A Comprehensive Study of Interface Damage at Cu/Polyimide Interface in Redistribution Layers of Fan-out Wafer Level Packaging

In recent years, fan out wafer level packaging (FOWLP) plays an important role in advanced packaging technology, because of the advantages such as small package size, excellent electric properties and high I/O density and applicable to heterogeneous integration. It can be applied to many devices such as baseband chip, power management IC, radio frequency (RF) switch/RF transceiver, radar, audio codec, micro controller unit, etc. In FOWLP, the redistribution layer (RDL), generally composed of polyimide (PI) and Cu, may rearrange the I/O location of the chip and become an important component of FOWLP structure. During the construction of RDL, it is usually necessary to increase the whole structure of FOWLP to the temperature above 350°C to realize the thermal curing of PI, and then cool it to room temperature for Cu plating. However, due to the large difference in coefficient of thermal expansion (CTE) between PI and Cu, the thermal mismatch during cooling process will lead to obvious stress concentration at the Cu/PI interface, which has a great risk of interface delamination and seriously affects the reliability of FOWLP. Therefore, it is very important to study the risk of crack initiation and propagation at Cu/PI interface.In this study, CZM technology was used to simulate the cooling process of the three-layer RDL structure from 350 °C to 25 °C, and the Cu/PI interface in the RDL structure was analyzed. The Cu/PI interface at the corner of all Cu vias in the RDL meets the damage initiation standard, resulting in interface damage. Among them, the Cu/PI interface near the corner of the Cu via in the second layer of RDL has the most serious damage.

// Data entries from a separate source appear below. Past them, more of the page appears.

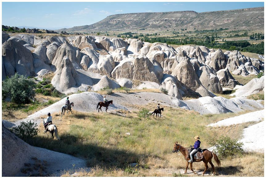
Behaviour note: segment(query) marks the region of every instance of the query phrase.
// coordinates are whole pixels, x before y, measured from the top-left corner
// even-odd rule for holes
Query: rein
[[[181,146],[181,145],[180,145],[180,146]],[[184,151],[184,150],[186,150],[186,149],[189,149],[189,148],[190,148],[190,147],[185,147],[185,148],[184,148],[184,149],[182,149],[182,150],[180,150],[180,148],[181,148],[181,147],[180,147],[180,148],[179,148],[179,149],[178,149],[178,150],[177,150],[177,152],[181,152],[181,151]]]

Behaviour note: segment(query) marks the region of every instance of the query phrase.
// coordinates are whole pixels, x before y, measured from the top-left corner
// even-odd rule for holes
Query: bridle
[[[178,149],[178,148],[177,148],[177,146],[180,146],[180,147],[179,147],[179,149]],[[177,147],[176,147],[176,148],[177,148],[177,150],[175,150],[174,152],[175,152],[176,153],[177,153],[177,152],[181,152],[181,151],[184,151],[184,150],[186,150],[186,149],[188,149],[189,148],[190,148],[190,147],[185,147],[185,148],[184,148],[184,149],[182,149],[182,150],[180,150],[180,148],[181,148],[181,145],[179,145],[179,144],[177,144]],[[174,147],[174,148],[175,148],[175,147]]]

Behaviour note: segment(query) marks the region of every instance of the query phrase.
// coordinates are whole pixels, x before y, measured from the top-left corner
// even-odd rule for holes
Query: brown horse
[[[162,115],[161,115],[161,111],[164,111],[164,108],[163,107],[162,107],[162,108],[160,108],[160,109],[159,109],[159,110],[158,109],[156,109],[155,110],[154,110],[154,111],[152,113],[152,114],[151,114],[151,115],[152,115],[152,114],[153,114],[153,117],[154,117],[154,114],[156,114],[156,117],[157,118],[157,114],[160,114],[160,118],[161,116],[162,116]],[[159,117],[159,114],[158,114],[158,117]]]
[[[210,163],[210,165],[212,168],[213,174],[215,174],[215,172],[214,172],[214,166],[211,162],[211,159],[213,157],[214,158],[214,160],[215,162],[216,162],[218,166],[219,166],[221,165],[221,162],[220,162],[220,160],[219,160],[219,159],[218,158],[218,157],[217,157],[217,156],[216,155],[216,154],[213,152],[210,152],[207,149],[204,149],[202,151],[203,151],[203,152],[202,152],[202,155],[203,155],[203,158],[200,160],[194,159],[193,160],[193,161],[194,161],[194,162],[201,162],[201,161],[203,161],[203,162],[204,162],[204,164],[205,165],[205,169],[202,173],[203,175],[204,176],[205,173],[206,172],[208,168],[209,168],[209,167],[208,166],[208,162]],[[177,152],[179,151],[180,151],[180,152],[181,152],[181,153],[185,157],[185,159],[186,160],[187,160],[187,166],[186,167],[186,170],[185,171],[185,173],[187,173],[187,170],[188,169],[188,167],[189,166],[189,163],[188,161],[189,160],[189,159],[188,157],[188,148],[185,148],[185,147],[181,146],[179,144],[178,144],[177,141],[175,144],[175,145],[174,145],[174,148],[173,149],[173,150],[172,152]],[[192,169],[192,163],[189,163],[189,166],[190,167],[190,169],[191,171],[194,173],[194,174],[197,174],[197,173],[194,172],[193,171],[193,169]]]
[[[106,103],[105,102],[99,102],[98,103],[98,105],[97,105],[97,108],[96,108],[96,109],[98,109],[98,107],[99,106],[100,106],[100,107],[99,108],[99,109],[98,110],[98,112],[99,112],[99,111],[100,110],[101,110],[101,111],[102,112],[102,109],[101,108],[103,106],[103,107],[106,107],[106,110],[105,110],[105,111],[107,112],[107,109],[108,108],[108,106],[109,106],[109,105],[110,103],[111,104],[113,104],[113,100],[111,100],[111,101],[109,101],[107,102],[108,103],[108,105],[106,105]]]

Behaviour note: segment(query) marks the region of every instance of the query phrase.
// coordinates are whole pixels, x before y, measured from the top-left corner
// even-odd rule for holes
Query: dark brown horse
[[[175,144],[175,145],[174,145],[174,148],[173,149],[173,150],[172,152],[177,152],[180,151],[180,152],[181,152],[181,153],[185,157],[185,159],[186,160],[187,160],[187,166],[186,167],[186,170],[185,171],[185,173],[187,173],[187,170],[188,169],[188,167],[189,166],[189,166],[190,167],[190,169],[194,174],[197,174],[197,173],[194,172],[193,171],[193,169],[192,169],[192,163],[189,163],[188,161],[189,160],[189,159],[188,157],[188,148],[185,148],[185,147],[181,146],[179,144],[178,144],[177,143],[177,141]],[[202,152],[202,155],[203,155],[203,158],[200,160],[194,159],[193,160],[193,161],[194,161],[194,162],[201,162],[201,161],[203,161],[204,163],[204,164],[205,165],[205,169],[202,173],[203,175],[204,175],[204,174],[205,174],[205,173],[206,172],[208,168],[209,168],[209,167],[208,166],[208,162],[210,163],[210,165],[212,168],[213,174],[215,174],[215,172],[214,170],[214,166],[211,162],[211,159],[213,157],[214,158],[214,160],[215,162],[216,162],[216,163],[217,163],[218,166],[219,166],[221,165],[221,162],[220,161],[220,160],[219,160],[219,159],[218,158],[218,157],[217,157],[217,156],[216,155],[216,154],[213,152],[210,152],[207,149],[204,149],[202,151],[203,151]]]
[[[103,106],[103,107],[106,107],[106,110],[105,110],[105,111],[106,112],[107,112],[107,109],[108,108],[108,106],[109,106],[109,105],[110,104],[110,103],[112,104],[113,104],[113,100],[111,100],[111,101],[108,101],[107,103],[108,103],[108,105],[106,105],[106,103],[105,103],[105,102],[99,102],[98,103],[98,105],[97,105],[97,108],[96,108],[96,109],[98,109],[98,107],[99,106],[100,106],[100,107],[99,108],[99,109],[98,110],[98,112],[99,112],[99,111],[100,110],[101,110],[101,111],[102,112],[102,109],[101,109],[101,108]]]
[[[154,114],[156,114],[156,117],[157,117],[157,114],[160,114],[160,117],[161,117],[161,116],[162,116],[161,115],[161,111],[164,111],[164,108],[162,107],[162,108],[160,108],[160,109],[156,109],[155,110],[154,110],[153,112],[152,113],[152,114],[151,114],[151,115],[153,114],[153,117],[154,117]],[[159,114],[158,114],[158,117],[159,117]]]

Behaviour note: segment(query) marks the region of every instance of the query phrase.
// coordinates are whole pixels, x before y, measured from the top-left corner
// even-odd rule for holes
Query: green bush
[[[41,88],[37,88],[35,90],[35,92],[36,93],[42,93],[44,92],[44,90]]]
[[[138,113],[138,116],[141,119],[146,119],[150,116],[150,111],[145,108],[143,108]]]
[[[27,122],[22,121],[19,126],[12,127],[10,131],[18,137],[25,141],[29,138],[32,138],[37,135],[38,129],[37,127],[37,124],[31,121]]]
[[[50,88],[52,86],[52,84],[48,84],[44,86],[44,88]]]
[[[17,73],[10,78],[7,77],[2,84],[2,100],[9,98],[17,104],[26,104],[34,99],[35,93],[33,89],[35,83],[31,79]]]
[[[100,90],[102,91],[105,91],[106,94],[110,94],[113,93],[113,90],[108,86],[105,86],[102,88],[100,89]]]
[[[215,147],[214,150],[215,153],[219,157],[224,158],[242,154],[244,152],[243,143],[237,141],[228,136],[222,136],[217,140],[212,139],[209,141],[209,144]]]
[[[160,90],[161,90],[161,91],[165,94],[168,94],[168,91],[166,89],[164,89],[164,88],[161,88]]]
[[[264,72],[261,72],[258,74],[258,78],[259,78],[264,75]]]
[[[185,174],[182,174],[180,172],[178,173],[177,173],[175,172],[172,173],[172,175],[174,177],[186,177],[188,176],[187,175]]]
[[[43,92],[43,94],[44,96],[50,96],[51,94],[51,93],[49,90],[44,90]]]

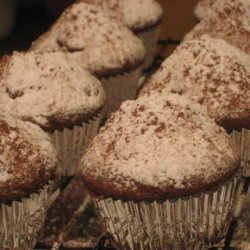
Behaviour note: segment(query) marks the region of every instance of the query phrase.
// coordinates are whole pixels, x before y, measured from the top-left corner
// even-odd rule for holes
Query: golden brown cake
[[[124,102],[82,161],[94,196],[154,201],[199,194],[232,178],[239,155],[200,105],[158,93]]]
[[[56,154],[38,126],[0,113],[0,204],[36,193],[55,174]]]
[[[141,95],[179,93],[202,104],[224,128],[250,128],[250,57],[222,39],[202,36],[179,46]]]
[[[184,40],[198,38],[204,34],[222,38],[250,54],[250,1],[216,1],[209,14],[184,37]]]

In the position where the risk of disbonding failure at Cu/PI interface is greatest, the damage factor is always 0 when the temperature is 350~145 °C, indicating that when the cooling does not exceed 205 °C, the interface damage will not occur. The preparation process of RDL can be improved by reducing the PI curing temperature. Increasing the thickness of the Cu trace can slightly reduce the damage degree of Cu/PI interface, but it is not a key factor affecting Cu/PI interface. The change of Cu via height will significantly affect the degree of Cu/PI interface damage, and the Cu/PI interface damage degree of Cu/PI interface with lower height Cu via sidewall is lighter.